Я подошел к его столу.

— Встаньте.

Когда Ильин встал, я влепил ему тяжелую затрещину в лицо и несколько раз всадил кулаками увесистые тумаки под жирные бока. С криком «Помогите! Бьют!» Ильин бросился к дверям, но я успел поймать его за ворот, уперся ногой в дверной косяк и стал колотить по затылку. Наконец, он вырвался и удрал. Молча наблюдавшие эту сцену офицеры опять занялись своими делами. Позднее они заявили оперу, что ничего не заметили и ничего не знают.

— Помните, как Василь подрался из-за вас с Андреем? Василь победил, и вы достались ему. Теперь победил я, и вы — моя! — с гордостью сказал я тогда Анечке и стал героем зоны: женщины смотрели на меня с восхищением. И все же это оказалось отчаянной и необдуманной выходкой.
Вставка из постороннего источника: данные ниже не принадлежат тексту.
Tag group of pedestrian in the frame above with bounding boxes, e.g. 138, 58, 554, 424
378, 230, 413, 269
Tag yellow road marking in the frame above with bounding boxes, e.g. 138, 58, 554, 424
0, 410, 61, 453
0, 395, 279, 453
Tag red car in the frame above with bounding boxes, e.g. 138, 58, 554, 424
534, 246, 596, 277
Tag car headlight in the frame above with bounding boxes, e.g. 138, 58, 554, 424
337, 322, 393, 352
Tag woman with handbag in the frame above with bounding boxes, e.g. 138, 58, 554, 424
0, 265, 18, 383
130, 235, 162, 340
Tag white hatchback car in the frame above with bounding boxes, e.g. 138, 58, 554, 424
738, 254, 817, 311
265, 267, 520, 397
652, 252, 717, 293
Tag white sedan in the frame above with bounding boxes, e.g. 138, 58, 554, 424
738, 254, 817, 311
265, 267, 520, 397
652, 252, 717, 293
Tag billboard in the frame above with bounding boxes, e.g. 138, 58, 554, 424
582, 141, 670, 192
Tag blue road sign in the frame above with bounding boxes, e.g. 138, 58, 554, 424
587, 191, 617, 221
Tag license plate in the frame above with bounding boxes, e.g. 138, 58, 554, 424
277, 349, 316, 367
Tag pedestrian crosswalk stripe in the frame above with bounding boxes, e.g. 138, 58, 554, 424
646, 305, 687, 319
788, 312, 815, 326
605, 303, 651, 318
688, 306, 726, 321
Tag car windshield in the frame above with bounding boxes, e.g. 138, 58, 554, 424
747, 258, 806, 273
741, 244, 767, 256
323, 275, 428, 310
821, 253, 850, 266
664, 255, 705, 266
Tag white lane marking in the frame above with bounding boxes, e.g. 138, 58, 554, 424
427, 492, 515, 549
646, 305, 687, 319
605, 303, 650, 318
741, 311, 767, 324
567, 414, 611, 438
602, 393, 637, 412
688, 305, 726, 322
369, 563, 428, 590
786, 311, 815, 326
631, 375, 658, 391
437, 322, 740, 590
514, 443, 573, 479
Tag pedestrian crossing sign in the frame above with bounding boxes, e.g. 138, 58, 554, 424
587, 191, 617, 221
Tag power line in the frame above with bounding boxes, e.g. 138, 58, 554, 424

Меня на десять суток посадили в изолятор на съедение клопам. Позднее этот случай помог Рачковой сунуть нас в этап как штрафников. Анечка пострадала больше: ее выслали на седьмой лагпункт. Начальником там был Солдатов, выгнанный раньше из милиции, где он занимал должность постового. Неограниченная власть сделала из Солдатова сатрапа — со штрафниками на своем лагпункте он делал, что вздумается. Анечку он положил на промерзший пол у самой входной двери. Постельных принадлежностей не дал. Началось воспаление легких. На все просьбы молоденькой вольной медсестры Олечки Солдатов упрямо отвечал: «Пусть подыхает!»